Hunger Hotspots: Protecting Nutrition in the Era of Climate Change


As Bread for the World emphasizes, climate change is one of the main causes of global hunger. People living in parts of the world that are most vulnerable to climate change, who are among the first and most severely impacted, are usually also the least responsible for greenhouse gas emissions and have the fewest resources to adapt to it. 

Unpredictable weather is only one aspect of climate change, but it produces signs that are hard to miss—ranging from fields with crops that are withered from drought, to stored grains ruined by flooding, to swarms of destructive insects who prefer the new warmer temperatures, to more frequent and intense sudden-onset disasters such as wildfires and hurricanes.  

Other types of damage caused by climate change may be less noticeable from a day-to-day vantage point, but they are also devastating. One of these is the growing number of people being forced to leave their homes and farms in search of food and a more viable way of earning a living. Another is the impact of higher carbon dioxide concentration in the soil, with consequences for the nutritional quality of crops. Climate scientists, nutritionists, and other specialists do not yet understand all the implications for human nutrition. 

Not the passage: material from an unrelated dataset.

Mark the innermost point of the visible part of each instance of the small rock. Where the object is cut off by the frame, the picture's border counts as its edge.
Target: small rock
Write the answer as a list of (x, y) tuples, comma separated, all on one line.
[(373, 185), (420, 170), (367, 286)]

We know, however, that among the people most at risk from malnutrition are two groups that frequently overlap: people who have been displaced either within or outside their home countries; and pregnant women and young children. 

According to the U.N. Food and Agriculture Organization (FAO), for example, disasters linked to climate change can “translate into significant – and negative – nutritional outcomes, including foregone calories and nutrients.”

Researchers at FAO have estimated the potential impact of disasters on the calories available to each person, basing their calculations on data on crop and livestock production loss in least developed, low-income, and middle-income countries between 2008 and 2018. The result was startling—6.9 trillion lost kilocalories per year, or enough calories to feed 7 million adults.

Scientists also worked to calculate the potential loss of specific essential nutrients, including iron, zinc, calcium, Vitamin A, and iodine. The result for loss of nutritional iron, for example, was estimated as enough to meet the needs of 45 million women. Deficiencies in essential vitamins and minerals can lead to serious health problems—such as blindness or developmental disabilities— or even death. In fact, iron deficiency anemia is a leading contributor to maternal mortality.

There has been increasing recognition over the past 15 years that the period from pregnancy to a child’s second birthday, often known as the “1,000 Days,” is the most critical window for human nutrition. Malnutrition is the cause of nearly half of all deaths among children under 5, and those who survive malnutrition during the 1,000 Days often suffer permanent damage to their health and development, a condition known as stunting.

Because climate change has led to increasing numbers of babies and toddlers who have been displaced along with their families, it is increasingly important for national governments and the global humanitarian assistance community to identify and implement the most effective ways to protect young children. Groups such as the Infant Feeding in Emergencies (IFE) Core Group promote collaboration among stakeholders seeking to do this. 

One effective way of protecting the youngest children during hunger emergencies is continued breastfeeding. According to Colleen Emary, senior technical advisor for nutrition with World Vision, most malnourished mothers will continue to produce breastmilk that meets their babies’ nutritional needs. Milk production will decline only in the most severe cases of malnutrition. 

Emary noted that support for breastfeeding is a priority action in the Sphere Humanitarian Charter and Minimum Standards in Disaster Response. “Policy makers, donors, humanitarian responders, community leaders, and crisis-affected communities all have a role to play in ensuring support for breastfeeding mothers in emergencies,” she pointed out. 

Supporting breastfeeding includes ensuring that pregnant women and lactating mothers are prioritized for nutritious foods in humanitarian assistance efforts, including post-disaster response. This is more important than ever in the wake of the COVID-19 global pandemic. According to UNICEF, between 2020 and 2022, malnutrition among pregnant and breastfeeding women increased by an estimated 25 percent in 12 of the hardest hit countries.

Michele Learner is managing editor, Policy and Research Institute, with Bread for the World.